Wednesday, September 10, 2008

Piston Tuning the Daisy 717

I've long wondered whether the Daisy 717 would benefit from some piston tuning. It's hard to get any useful figures for the performance of the stock pistol, as no pellet weights are given for the published velocity of 360 fps (although Pyramyd says both 360 and "up to 380 fps", and the online manual at Pyramyd says 380 fps). So I put a few 7.9 grain RWS Meisterkugeln pellets through one of my old 717's and found a velocity spread of 368-375 fps. This is with the piston adjusted correctly.

The face of the piston has a noticeable casting sprue, and is hardly flat.

The valve face seems flat.

Putting the piston face against the valve face shows that full contact is not being made.

So I faced off the piston (I took off about .010").

Using some hi-spot blue, I tested the piston face against the valve face. Full contact was still not being made.

So I lapped the valve face against some sandpaper, on a surface plate. The valve hole was filled with a plug of paper towel.

After a few minutes of lapping the face was pretty flat.

As you can see, the faces are making much better contact.
So how much of a velocity gain did this produce?
I found I got between 377 and 380 fps, so a gain of around 5-9 fps. Hardly earth shattering, but nice to know a little performance increase had been realized.

4 comments:

Anonymous said...

Please buy the Daisy 5501 and tell me how to dissamble it.

Nick Carter said...

All I can say is that with the exception of the 7XX pistols, I find the Daisy designers are insane.
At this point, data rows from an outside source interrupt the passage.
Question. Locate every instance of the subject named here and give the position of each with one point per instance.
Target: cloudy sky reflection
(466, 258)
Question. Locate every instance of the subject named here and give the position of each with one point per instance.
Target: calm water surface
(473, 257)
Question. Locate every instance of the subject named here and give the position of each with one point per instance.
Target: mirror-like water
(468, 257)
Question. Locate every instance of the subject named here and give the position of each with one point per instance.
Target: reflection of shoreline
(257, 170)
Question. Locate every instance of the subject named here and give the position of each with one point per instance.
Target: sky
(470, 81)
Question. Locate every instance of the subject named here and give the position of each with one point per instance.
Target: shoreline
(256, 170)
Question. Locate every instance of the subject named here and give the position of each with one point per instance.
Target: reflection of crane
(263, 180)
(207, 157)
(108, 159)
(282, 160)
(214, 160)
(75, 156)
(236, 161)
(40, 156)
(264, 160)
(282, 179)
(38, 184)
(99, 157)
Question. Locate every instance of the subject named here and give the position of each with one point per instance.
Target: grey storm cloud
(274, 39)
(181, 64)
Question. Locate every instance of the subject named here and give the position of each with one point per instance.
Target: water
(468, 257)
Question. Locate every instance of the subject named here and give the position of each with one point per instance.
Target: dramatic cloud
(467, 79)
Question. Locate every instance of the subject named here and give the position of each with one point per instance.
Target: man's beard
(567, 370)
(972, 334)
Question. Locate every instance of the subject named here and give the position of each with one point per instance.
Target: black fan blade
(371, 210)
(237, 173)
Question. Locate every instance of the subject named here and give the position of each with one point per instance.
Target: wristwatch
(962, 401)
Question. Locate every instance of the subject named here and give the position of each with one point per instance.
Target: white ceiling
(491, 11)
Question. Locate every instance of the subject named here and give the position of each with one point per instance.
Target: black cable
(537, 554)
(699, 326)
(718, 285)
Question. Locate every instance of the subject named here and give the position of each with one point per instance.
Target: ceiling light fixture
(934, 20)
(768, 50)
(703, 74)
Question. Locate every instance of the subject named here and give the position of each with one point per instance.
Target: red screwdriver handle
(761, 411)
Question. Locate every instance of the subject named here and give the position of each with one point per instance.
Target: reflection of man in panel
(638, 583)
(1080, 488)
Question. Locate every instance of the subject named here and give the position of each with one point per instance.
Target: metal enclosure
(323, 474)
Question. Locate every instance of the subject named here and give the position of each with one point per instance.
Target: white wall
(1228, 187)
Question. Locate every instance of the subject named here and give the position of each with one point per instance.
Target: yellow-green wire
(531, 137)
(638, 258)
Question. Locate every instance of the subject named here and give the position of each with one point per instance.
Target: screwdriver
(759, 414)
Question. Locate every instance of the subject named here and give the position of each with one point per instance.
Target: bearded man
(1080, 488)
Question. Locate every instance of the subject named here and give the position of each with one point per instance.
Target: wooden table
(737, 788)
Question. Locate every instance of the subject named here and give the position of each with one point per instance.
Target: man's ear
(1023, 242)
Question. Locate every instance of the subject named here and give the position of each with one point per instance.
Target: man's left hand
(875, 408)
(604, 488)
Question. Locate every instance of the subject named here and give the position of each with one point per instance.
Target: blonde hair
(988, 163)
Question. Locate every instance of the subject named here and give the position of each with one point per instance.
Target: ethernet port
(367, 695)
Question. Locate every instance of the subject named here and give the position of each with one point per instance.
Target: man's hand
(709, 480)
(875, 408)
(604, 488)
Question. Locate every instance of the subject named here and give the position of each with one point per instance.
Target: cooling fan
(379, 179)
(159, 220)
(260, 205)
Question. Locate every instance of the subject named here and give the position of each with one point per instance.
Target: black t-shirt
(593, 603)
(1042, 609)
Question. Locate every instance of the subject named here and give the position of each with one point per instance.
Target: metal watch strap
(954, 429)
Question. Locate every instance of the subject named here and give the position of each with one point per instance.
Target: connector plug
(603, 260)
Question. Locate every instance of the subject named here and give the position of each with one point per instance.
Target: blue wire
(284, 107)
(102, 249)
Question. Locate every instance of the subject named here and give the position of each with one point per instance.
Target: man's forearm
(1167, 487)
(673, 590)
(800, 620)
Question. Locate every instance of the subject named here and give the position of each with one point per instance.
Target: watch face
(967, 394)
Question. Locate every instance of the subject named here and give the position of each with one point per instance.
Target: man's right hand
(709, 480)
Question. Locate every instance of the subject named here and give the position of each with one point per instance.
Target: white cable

Usually it requires 10 hands to work on their guns.

You can get Daisy to send you an exploded diagram and parts pricelist if you contact them through their website. Otherwise I'd suggest getting on the yellow airgun forum and seeing if anyone has disassmbled one.

Good luck!

michael edelman said...

Since the compression seal isn't at the face of the piston, but at the O-rings, refacing the piston doesn't really have any substantive effect. What difference you measured may well be just sampling error.

The 717 and its kin are really an impressive bit of engineering, squeezing a lot of accuracy into a very inexpensive package. Other than improving the trigger a la Don Nygord's mod, there's not a lot you can do to improve them.

Unknown said...

Ensuring that the piston and valve head are flat prevents any potential wobble at contact points in their faces. Any wobble here may pull the O-rings away from the chamber walls - not much, but perhaps enough to allow the last few PSI through.